Big data in the ER
A grad student’s research project aims to use data and machine learning techniques to predict and prevent emergency room visits.
Biostatistician Colin Weaver takes the same kind of algorithms and machine learning techniques that land a certain blender on your Amazon page or a suggested movie in your Netflix account, and he applies them to something slightly more consequential: health care.
A master’s student in community health, Weaver’s work combines his expertise with statistics and a long-standing interest in improving health care. For his current research, he will use data and machine learning techniques to predict which patients are most likely to end up in the emergency department based on patterns in, for example, doctor visits, diagnoses, or prescription combinations.
“There are emergency visits that are unavoidable, but the visits we are interested in predicting are the ones that could perhaps be pre-empted or headed off, generally thought to be visits resulting from poorly managed chronic conditions,” Weaver says.
“If we can find which health care events increase someone’s risk of ending up in emergency, we will be able to identify patients early and hopefully provide them with some additional care to prevent their emergency visit.”
Weaver, who also earned his BSc in statistics from the University of Calgary, was one of nine UCalgary students to earn an Alberta SPOR Graduate Studentship, co-funded by Alberta Innovates and the Canadian Institutes of Health Research (CIHR) for his work. The awards were announced earlier this month.
This month it was also announced he has been awarded the CIHR Canada Graduate Scholarship – Master’s in support of his research project.
“Colin’s work demonstrates the kind of leadership and innovation in health research that brings about real change in the lives of Canadians,” says Lisa Young, dean and vice-provost (graduate studies). “We are so proud of his remarkable achievements in winning both the SPOR studentship and the CIHR Canada Graduate Scholarship; these funding programs can be the difference-maker in the success of our graduate students — they catalyze important research breakthroughs and fuel innovation.”
Digitized patient and hospital data a fresh resource
Weaver’s supervisor is Tyler Williamson, PhD, an assistant professor of biostatistics in the Cumming School of Medicine’s Department of Community Health Sciences. He is one of Canada’s top experts on primary care data. “What’s so exciting in Colin’s work is we’ve just never had data of this depth and quality before,” Williamson says.
“It’s only been in the last few years that primary care physicians gather data electronically, for one thing,” he says. “A pioneering organization in this endeavour is the Canadian Primary Care Sentinel Surveillance Network (CPCSSN). They are really the reason we have access to this rich data source. And after a few years grappling with who owns the data, privacy and ethics concerns, we will very soon have that data linked to Alberta hospital data. The two together are a very rich source of information.”
Potential for improved outcomes, cost savings
Weaver will obtain the data shortly to conduct his research. He will have access to electronic medical records from Alberta family doctors who are members of CPCSSN. The anonymized data include information on patient demographics, diagnoses, lab results, prescriptions and number of doctor visits. He’ll then link these data to emergency department and hospital visit data held by Alberta Health Services.

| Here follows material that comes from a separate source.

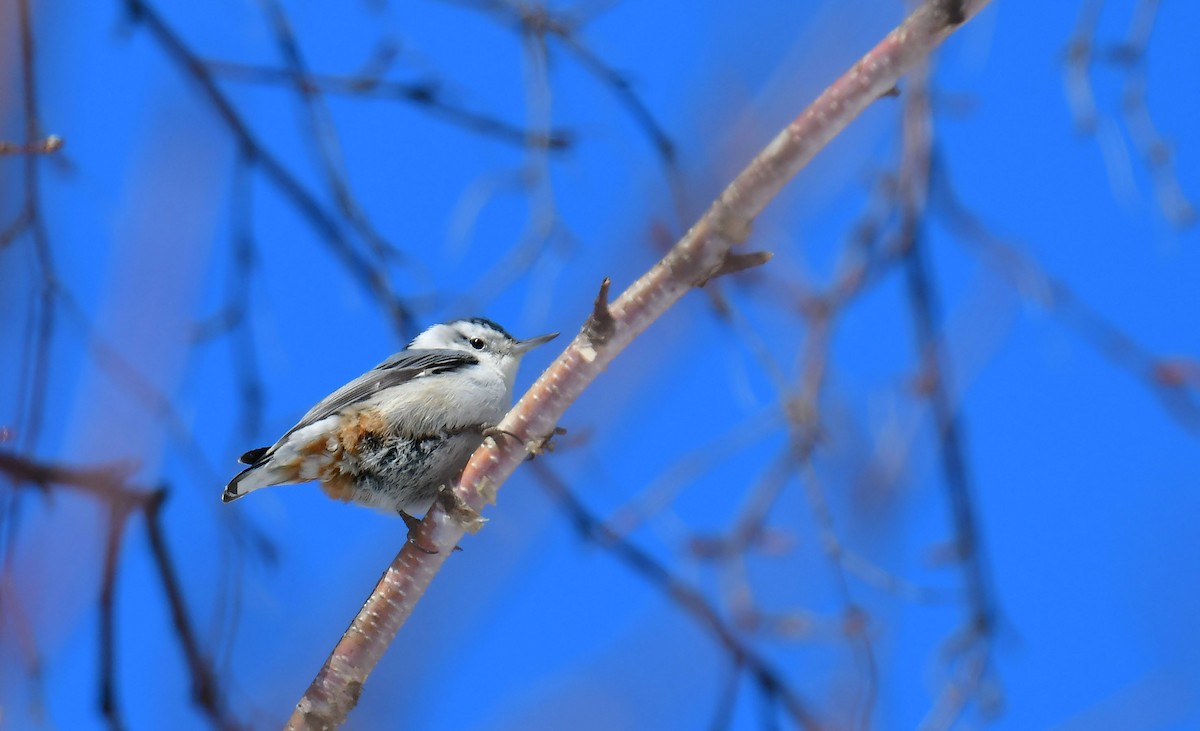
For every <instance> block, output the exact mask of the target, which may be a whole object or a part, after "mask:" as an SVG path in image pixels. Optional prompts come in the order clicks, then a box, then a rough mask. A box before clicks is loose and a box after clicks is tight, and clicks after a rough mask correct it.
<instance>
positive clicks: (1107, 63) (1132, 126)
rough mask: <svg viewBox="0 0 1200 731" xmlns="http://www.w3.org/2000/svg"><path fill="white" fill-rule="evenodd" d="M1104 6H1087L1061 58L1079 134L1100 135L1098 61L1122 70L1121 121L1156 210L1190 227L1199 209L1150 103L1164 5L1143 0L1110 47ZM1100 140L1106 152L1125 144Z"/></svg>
mask: <svg viewBox="0 0 1200 731" xmlns="http://www.w3.org/2000/svg"><path fill="white" fill-rule="evenodd" d="M1103 6H1104V4H1103V1H1102V0H1086V1H1085V2H1084V5H1082V7H1081V10H1080V13H1079V19H1078V20H1076V23H1075V30H1074V32H1073V34H1072V36H1070V40H1069V41H1068V43H1067V49H1066V53H1064V54H1063V56H1064V59H1063V74H1064V85H1066V94H1067V101H1068V104H1069V106H1070V110H1072V116H1073V118H1074V121H1075V128H1076V130H1078V131H1079V132H1080V133H1081V134H1088V136H1094V134H1096V133H1097V131H1098V128H1099V127H1098V121H1099V112H1098V109H1097V103H1096V92H1094V90H1093V88H1092V72H1093V70H1094V68H1096V66H1097V65H1098V64H1100V62H1103V64H1108V65H1111V66H1115V67H1117V68H1118V70H1120V72H1121V104H1120V113H1118V118H1120V120H1121V121H1122V122H1123V125H1124V127H1126V130H1127V131H1128V133H1129V138H1130V139H1132V140H1133V145H1134V148H1135V149H1136V152H1138V155H1139V156H1140V157H1141V163H1142V166H1144V167H1145V169H1146V173H1147V174H1148V175H1150V180H1151V185H1152V186H1153V190H1154V198H1156V199H1157V202H1158V208H1159V210H1162V211H1163V215H1164V216H1165V217H1166V220H1168V221H1170V222H1171V223H1172V224H1175V226H1178V227H1186V226H1190V224H1193V223H1195V221H1196V206H1195V204H1194V203H1193V202H1192V200H1190V199H1189V198H1188V196H1187V194H1186V193H1184V192H1183V188H1182V186H1181V185H1180V180H1178V176H1177V175H1176V173H1175V166H1174V152H1172V150H1171V144H1170V142H1169V140H1168V139H1165V138H1164V137H1163V136H1162V133H1159V131H1158V128H1157V125H1156V124H1154V119H1153V116H1151V114H1150V106H1148V104H1147V102H1146V95H1147V73H1146V58H1147V55H1148V50H1150V40H1151V34H1152V32H1153V29H1154V24H1156V22H1157V19H1158V12H1159V7H1160V1H1159V0H1139V1H1138V2H1136V5H1135V6H1134V12H1133V17H1132V18H1130V20H1129V26H1128V31H1127V34H1126V37H1124V40H1122V41H1121V42H1118V43H1115V44H1109V46H1106V47H1105V46H1102V44H1100V42H1099V41H1098V38H1097V36H1098V32H1099V18H1100V11H1102V10H1103ZM1097 142H1098V144H1100V145H1102V150H1104V145H1120V144H1123V143H1122V142H1120V140H1118V139H1116V138H1115V137H1112V136H1106V137H1099V138H1098V139H1097ZM1111 174H1112V168H1111V166H1110V175H1111Z"/></svg>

To turn those data into a useful predictive model, Weaver will apply the tools of his trade, specifically more traditional regression techniques and then machine learning methods, similar to those used by Amazon, Netflix, and others. Like them, he will be looking to predict preferences, or outcomes, based on what’s been seen before; the more data fed into the algorithms, the better they will be able to predict emergency visits.
“There is tremendous interest in a predictive model like this,” Williamson says. “It has the potential to both improve patient care, and offload the burden placed on the system by avoidable visits.”
Williamson adds this is all so new, there are no guarantees: “It might not be possible to predict hospitalization based on the data, but we sure are going to try,” he says. “Colin is an exceptionally well-prepared student — one of the best I’ve encountered. If someone is going to make this discovery, it’s going to be him.”